Semon and his Institute, in any event, have already dealt with silicon: in 2017, a watch named the Defy Lab was unveiled by fellow LVMH marque Zenith with a movement doing away entirely with the hairspring, balance and associated parts, replacing them with a single, geometrically complex piece of flexing, vibrating silicon. A total reimagining of watchmaking’s rules, the Defy Lab remained a curio, with only 10 prototypes made, until Baselworld this year in March where the production version, the Zenith Defy Inventor was unveiled. Semon says it is just the beginning of a project delving deeper into compliant mechanisms, running alongside projects on advanced alloys and nano tech.

The implications for the nano hairsprings are much more direct, and potentially seismic. For starters, Semon’s two reactors alone could soon grow all the hairsprings TAG Heuer needs, eliminating reliance on suppliers. TAG could also itself become a supplier: part of the process has been the design of a software tool into which data can be input for factors such as space available for the hairspring, or oscillating frequency required. The shape and geometry of the required spring can then be calculated and produced – for any watch.

Moreover, Semon believes his hairsprings deliver significant improvements on both silicon and alloy versions. “Silicon is very fragile, expensive to produce and limited in terms of shape optimisation. What we have is better for shock resistance, it’s anti-magnetic, it’s thermally balanced, and it’s easy to assemble for the watchmaker.”
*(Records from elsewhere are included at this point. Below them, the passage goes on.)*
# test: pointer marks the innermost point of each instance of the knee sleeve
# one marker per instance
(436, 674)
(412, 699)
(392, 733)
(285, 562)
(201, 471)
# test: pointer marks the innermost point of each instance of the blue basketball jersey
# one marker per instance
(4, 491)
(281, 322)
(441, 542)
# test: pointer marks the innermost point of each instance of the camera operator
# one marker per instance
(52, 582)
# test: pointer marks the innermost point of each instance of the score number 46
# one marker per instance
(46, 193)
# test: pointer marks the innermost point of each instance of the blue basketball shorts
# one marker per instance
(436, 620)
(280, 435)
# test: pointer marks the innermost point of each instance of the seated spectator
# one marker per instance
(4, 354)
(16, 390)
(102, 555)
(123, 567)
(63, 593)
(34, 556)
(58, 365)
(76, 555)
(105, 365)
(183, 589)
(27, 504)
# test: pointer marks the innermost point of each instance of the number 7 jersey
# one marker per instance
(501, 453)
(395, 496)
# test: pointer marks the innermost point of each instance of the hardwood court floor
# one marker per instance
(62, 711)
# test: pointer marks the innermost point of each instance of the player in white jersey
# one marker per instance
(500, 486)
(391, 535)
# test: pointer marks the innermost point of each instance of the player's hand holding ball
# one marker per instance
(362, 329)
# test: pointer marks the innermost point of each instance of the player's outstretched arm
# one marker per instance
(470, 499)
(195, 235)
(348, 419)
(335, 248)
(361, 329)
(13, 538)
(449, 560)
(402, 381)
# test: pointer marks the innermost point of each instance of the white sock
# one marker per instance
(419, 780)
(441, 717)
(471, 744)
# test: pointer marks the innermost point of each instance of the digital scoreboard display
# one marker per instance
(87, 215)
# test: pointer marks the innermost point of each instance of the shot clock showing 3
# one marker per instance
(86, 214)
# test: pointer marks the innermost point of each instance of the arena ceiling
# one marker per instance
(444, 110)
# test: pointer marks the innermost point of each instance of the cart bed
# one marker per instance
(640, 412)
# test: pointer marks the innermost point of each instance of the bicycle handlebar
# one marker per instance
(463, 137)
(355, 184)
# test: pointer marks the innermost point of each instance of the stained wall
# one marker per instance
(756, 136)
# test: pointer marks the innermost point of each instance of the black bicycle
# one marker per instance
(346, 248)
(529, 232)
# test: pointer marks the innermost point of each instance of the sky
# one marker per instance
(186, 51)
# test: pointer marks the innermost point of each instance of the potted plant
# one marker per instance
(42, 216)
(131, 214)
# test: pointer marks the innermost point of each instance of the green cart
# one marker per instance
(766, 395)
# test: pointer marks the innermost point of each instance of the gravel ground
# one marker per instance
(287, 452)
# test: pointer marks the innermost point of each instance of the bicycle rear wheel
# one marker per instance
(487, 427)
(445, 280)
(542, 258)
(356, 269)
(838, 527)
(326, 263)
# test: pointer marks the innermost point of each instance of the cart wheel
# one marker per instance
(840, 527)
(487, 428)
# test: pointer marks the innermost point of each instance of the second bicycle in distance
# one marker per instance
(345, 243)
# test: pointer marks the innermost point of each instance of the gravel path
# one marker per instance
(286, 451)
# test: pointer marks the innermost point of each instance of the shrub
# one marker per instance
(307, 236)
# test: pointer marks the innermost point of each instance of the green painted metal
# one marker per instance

Semon is determined that, while already game-changing, his nano tech will keep delivering increasing performance benefits in years to come, as research continues. Perhaps most significant, however, is that whereas watchmaking frequently benefits from advances made in more high-tech areas of science and engineering (ion-etched silicon being an example), this time the situation is reversed. The process Semon and his team have developed and patented has implications far beyond watchmaking, should LVMH seek to pursue them.

“It’s the first time in the world we have a 3D structure as a mechanical component manufactured with nanotubes,” Semon says. “You can find around the world many, many laboratories working on nanotubes, but they’re focusing at the atomic scale – that’s where the properties of nanotubes are very impressive. This is the first time we keep atomic properties at the microscopic scale. It’s not nothing. It’s a big, big step.”

Semon reels off examples like space science, biomedical applications, electronic sensors, gas detectors and electric batteries as a few areas where this could be deployed in the future. For now, though, Semon’s attention is thoroughly occupied by watches, and the myriad avenues he feels he has yet to pursue.

“Less than 10 per cent of what we can invent in watches has been invented already,” he says. “When I look at a watch, I don’t see a watch, I see physics. The field is enormous, because you are mixing time and energy. That’s what a watch is, and those are two big dimensions – we have decades ahead of us.”